21.6.05

La Chine, qui monte en puissance, est hostile à l'entrée de ses rivaux asiatiques comme nouveaux membres permanents

LE MONDE | 21.06.05 | 13h34  •  Mis à jour le 21.06.05 | 20h33
NEW YORK (Nations unies) de notre correspondante

Il y a encore quelques années, l'ambassadeur chinois aux Nations unies faisait l'effet d'un passe muraille. Dans les consultations du Conseil de sécurité, il prenait la parole, comme chacun de ses quatorze collègues, mais généralement pour dispenser des paroles de bons sens et de consensus. En public, il évitait les micros. Membre du club des cinq permanents du Conseil, la Chine ne s'impliquait guère dans les affaires du monde, sauf sur de rares questions où elle estimait que son intérêt national était en jeu, comme Taïwan.
La Chine était le pays de la diplomatie passive. Entre 1945 et 1971, elle n'a usé qu'une fois de son droit de veto. Depuis que le siège est passé à la Chine communiste en 1971, Pékin ne s'en est servi que 4 fois, généralement en signe de rétorsion contre des pays tentés de nouer des liens avec Taïwan, comme le Guatemala. Même sur l'Irak, en 2002-2003, la Chine est restée discrète. Elle a fait partie jusqu'au bout du camp du non à la guerre, mais avec flexibilité. Ce n'est que dans la dernière ligne droite que l'on a vu son ambassadeur s'arrêter devant les micros pour appeler à la poursuite des inspections de l'ONU en Irak plutôt qu'à une intervention militaire.

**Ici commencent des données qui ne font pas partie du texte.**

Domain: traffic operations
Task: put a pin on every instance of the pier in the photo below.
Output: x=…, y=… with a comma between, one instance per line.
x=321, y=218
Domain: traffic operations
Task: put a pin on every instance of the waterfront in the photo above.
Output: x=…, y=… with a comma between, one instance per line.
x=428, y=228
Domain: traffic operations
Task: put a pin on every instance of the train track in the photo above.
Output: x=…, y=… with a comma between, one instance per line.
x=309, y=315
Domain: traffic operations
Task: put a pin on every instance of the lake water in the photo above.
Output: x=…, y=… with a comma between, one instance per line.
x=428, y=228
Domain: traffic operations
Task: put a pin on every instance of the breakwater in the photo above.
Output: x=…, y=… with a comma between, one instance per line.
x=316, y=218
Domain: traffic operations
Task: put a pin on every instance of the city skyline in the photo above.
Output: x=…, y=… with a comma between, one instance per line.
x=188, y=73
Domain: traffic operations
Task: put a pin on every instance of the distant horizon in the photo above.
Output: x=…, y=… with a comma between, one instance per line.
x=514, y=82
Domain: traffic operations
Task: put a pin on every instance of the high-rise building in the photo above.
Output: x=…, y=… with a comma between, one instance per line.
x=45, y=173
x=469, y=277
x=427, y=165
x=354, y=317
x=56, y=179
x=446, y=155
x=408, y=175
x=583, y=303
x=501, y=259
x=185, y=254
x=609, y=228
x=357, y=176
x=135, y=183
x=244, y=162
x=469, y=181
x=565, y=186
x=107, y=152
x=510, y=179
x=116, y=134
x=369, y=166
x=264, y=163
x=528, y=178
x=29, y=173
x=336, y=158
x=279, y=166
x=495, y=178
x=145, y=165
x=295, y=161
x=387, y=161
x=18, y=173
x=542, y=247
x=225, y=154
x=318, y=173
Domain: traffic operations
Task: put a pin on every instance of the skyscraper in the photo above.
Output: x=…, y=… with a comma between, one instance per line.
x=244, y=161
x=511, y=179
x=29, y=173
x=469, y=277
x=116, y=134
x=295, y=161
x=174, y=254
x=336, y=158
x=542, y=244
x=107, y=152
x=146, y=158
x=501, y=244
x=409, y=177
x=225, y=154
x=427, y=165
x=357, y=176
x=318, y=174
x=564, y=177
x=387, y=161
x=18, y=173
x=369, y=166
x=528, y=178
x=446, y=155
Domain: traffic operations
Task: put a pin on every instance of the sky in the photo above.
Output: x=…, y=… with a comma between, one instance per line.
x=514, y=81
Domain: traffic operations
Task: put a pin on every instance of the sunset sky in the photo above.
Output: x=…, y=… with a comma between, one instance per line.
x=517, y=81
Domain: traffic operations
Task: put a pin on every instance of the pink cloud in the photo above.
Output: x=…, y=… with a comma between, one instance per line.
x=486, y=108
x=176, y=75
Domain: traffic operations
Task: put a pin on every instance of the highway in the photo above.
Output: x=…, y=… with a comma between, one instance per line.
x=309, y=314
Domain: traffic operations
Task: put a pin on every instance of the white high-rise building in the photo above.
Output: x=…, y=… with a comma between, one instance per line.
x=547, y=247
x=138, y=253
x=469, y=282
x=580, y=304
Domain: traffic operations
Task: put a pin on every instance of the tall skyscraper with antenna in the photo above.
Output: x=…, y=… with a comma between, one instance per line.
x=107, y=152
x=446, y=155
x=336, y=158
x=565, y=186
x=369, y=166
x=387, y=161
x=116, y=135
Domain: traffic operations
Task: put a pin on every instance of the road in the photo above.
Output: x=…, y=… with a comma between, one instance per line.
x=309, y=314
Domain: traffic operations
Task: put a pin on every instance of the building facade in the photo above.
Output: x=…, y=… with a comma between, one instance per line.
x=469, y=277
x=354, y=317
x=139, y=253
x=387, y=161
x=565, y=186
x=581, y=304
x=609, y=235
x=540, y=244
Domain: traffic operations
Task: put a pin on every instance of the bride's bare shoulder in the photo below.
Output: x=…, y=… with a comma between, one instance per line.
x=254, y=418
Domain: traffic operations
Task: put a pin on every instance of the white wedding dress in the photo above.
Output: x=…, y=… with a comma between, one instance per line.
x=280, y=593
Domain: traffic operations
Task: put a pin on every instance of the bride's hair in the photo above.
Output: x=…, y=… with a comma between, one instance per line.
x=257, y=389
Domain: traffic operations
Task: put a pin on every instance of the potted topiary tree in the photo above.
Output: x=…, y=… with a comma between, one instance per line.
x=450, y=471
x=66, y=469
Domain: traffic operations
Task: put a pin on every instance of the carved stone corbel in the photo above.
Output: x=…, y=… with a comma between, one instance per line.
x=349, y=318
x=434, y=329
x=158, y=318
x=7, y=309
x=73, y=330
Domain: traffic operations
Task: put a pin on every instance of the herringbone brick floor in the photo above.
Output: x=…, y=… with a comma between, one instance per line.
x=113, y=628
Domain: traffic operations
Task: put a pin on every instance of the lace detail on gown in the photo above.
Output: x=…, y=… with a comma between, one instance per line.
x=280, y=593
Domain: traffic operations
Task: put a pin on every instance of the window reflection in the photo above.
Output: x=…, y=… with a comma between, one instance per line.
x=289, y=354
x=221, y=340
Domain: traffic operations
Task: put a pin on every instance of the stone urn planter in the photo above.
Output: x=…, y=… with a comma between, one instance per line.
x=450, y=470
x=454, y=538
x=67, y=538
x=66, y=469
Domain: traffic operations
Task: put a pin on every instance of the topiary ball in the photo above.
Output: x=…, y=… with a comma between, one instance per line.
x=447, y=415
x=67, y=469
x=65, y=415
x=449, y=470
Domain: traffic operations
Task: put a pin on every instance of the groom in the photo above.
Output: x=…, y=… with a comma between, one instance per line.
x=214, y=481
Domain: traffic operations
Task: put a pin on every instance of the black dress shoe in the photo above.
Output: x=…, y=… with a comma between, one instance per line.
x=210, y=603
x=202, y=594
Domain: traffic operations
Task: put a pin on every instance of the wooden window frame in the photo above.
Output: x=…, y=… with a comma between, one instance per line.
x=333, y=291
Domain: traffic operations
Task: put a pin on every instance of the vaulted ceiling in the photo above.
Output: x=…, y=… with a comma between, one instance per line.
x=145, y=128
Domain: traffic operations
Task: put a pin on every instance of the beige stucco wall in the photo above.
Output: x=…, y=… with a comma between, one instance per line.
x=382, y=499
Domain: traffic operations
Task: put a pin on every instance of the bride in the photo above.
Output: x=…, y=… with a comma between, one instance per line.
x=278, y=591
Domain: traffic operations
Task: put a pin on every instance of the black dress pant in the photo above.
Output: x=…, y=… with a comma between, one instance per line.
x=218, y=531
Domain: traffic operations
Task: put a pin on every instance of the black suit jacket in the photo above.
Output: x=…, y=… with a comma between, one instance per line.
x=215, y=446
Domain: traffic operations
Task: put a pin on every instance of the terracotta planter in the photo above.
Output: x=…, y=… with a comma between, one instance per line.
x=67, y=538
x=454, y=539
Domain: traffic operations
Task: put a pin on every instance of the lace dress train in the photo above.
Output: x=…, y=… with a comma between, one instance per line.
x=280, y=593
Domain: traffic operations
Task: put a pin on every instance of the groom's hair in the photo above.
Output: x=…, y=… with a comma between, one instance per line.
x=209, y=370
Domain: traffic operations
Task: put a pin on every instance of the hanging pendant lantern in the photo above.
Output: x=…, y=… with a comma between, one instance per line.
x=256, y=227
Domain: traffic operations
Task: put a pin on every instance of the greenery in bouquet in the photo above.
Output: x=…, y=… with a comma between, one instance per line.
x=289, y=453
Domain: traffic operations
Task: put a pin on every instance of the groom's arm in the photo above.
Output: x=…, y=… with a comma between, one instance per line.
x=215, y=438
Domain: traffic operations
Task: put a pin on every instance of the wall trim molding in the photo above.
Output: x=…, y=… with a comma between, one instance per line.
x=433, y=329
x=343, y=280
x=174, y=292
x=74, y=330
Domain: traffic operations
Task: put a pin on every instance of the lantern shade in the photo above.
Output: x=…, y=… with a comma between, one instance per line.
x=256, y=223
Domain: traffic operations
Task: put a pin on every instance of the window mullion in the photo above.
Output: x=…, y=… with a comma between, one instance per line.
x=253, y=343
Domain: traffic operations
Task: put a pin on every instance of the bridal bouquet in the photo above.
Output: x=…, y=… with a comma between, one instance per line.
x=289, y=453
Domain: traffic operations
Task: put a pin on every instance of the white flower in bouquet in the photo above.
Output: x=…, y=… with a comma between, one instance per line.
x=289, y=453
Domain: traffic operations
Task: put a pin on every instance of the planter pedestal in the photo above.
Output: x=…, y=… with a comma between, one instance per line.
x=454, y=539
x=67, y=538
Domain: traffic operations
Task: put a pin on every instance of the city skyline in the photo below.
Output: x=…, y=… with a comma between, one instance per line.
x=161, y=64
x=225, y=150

"INFLUENCE D'INTIMIDATION"

C'est dire si l'agitation actuelle de la diplomatie chinoise a été remarquée à l'ONU. Le 2 juin, l'ambassadeur Wang Guangya est monté au 38e étage pour aller signifier au secrétaire général, Kofi Annan, l'hostilité de son pays à la réforme du Conseil de sécurité, qui pourrait voir de nouveaux pays, dont le Japon, et aussi l'Inde, autre rival asiatique, joindre les cinq membres permanents. "Il est rare de les voir sortir du bois, note un diplomate d'un pays tiers. Là, ils se sont lancés dans une campagne mondiale contre l'élargissement, avec des démarches actives dans un certain nombre de pays." La Chine a aussi demandé à Paris et Londres de ne pas coparrainer la résolution présentée par les quatre candidats. "On entre dans un nouveau monde, remarque un diplomate européen. C'est la première fois que l'on voit les Chinois aussi actifs."
Selon leurs collègues, les Chinois peuvent faire pression sur les pays qu'ils soutiennent économiquement, comme l'Angola. Ils ont aussi une "influence d'intimidation" sur les petits pays qui dépendent des décisions du Conseil de sécurité. "Prenons l'exemple de Chypre, explique un expert. Les Chinois peuvent très bien dire : s'il y a un jour un accord inter-chypriote, on ne vous soutiendra pas." Peuvent-ils empêcher un vote à l'Assemblée générale ? "C'est ce que l'on va savoir, répond-il. On est en train de mesurer leur influence."
La montée en puissance de la diplomatie chinoise a été graduelle. Un signe a été donné, en 2004, après l'entrée en guerre en Irak, à propos de la Cour pénale internationale. Malgré l'effet des photos des détenus d'Abou Ghraib, les Etats-Unis essayaient d'obtenir une clause d'exemption de poursuites pour leurs personnels à l'étranger. Comme chaque année, ils le faisaient par le biais d'une résolution sur le renouvellement d'une mission de maintien de la paix dans les Balkans. La Chine a fait savoir qu'elle s'y opposerait. Elle n'a même pas eu besoin de prononcer le mot de veto. Les Etats-Unis ont retiré leur projet.
Un autre signe, encore plus net, a été donné sur le Darfour, la province occidentale du Soudan où la population civile est l'otage d'un conflit politico-ethnique. On y a vu à l'oeuvre ce que certains experts appellent la "diplomatie pétrolière" de Pékin. La Chine, qui a des intérêts énergétiques au Soudan, n'a pas caché qu'elle n'accepterait pas l'ombre de sanctions pétrolières contre Khartoum. Le Conseil a dû faire avec. Seules des sanctions ciblées ont été étudiées. L'Iran est un autre pays dans lequel les Chinois ont des intérêts pétroliers. On voit mal les Chinois donner leur accord à des sanctions, si le dossier nucléaire vient au Conseil de sécurité.
La Chine ne verse que 2 % du budget de l'ONU. A l'occasion de la renégociation financière de 2006, les financiers espèrent mettre sa quote part au diapason de son exceptionnelle croissance. D'autant que le Japon ne manquera pas de réduire sa contribution (19 %) s'il n'entre pas au Conseil.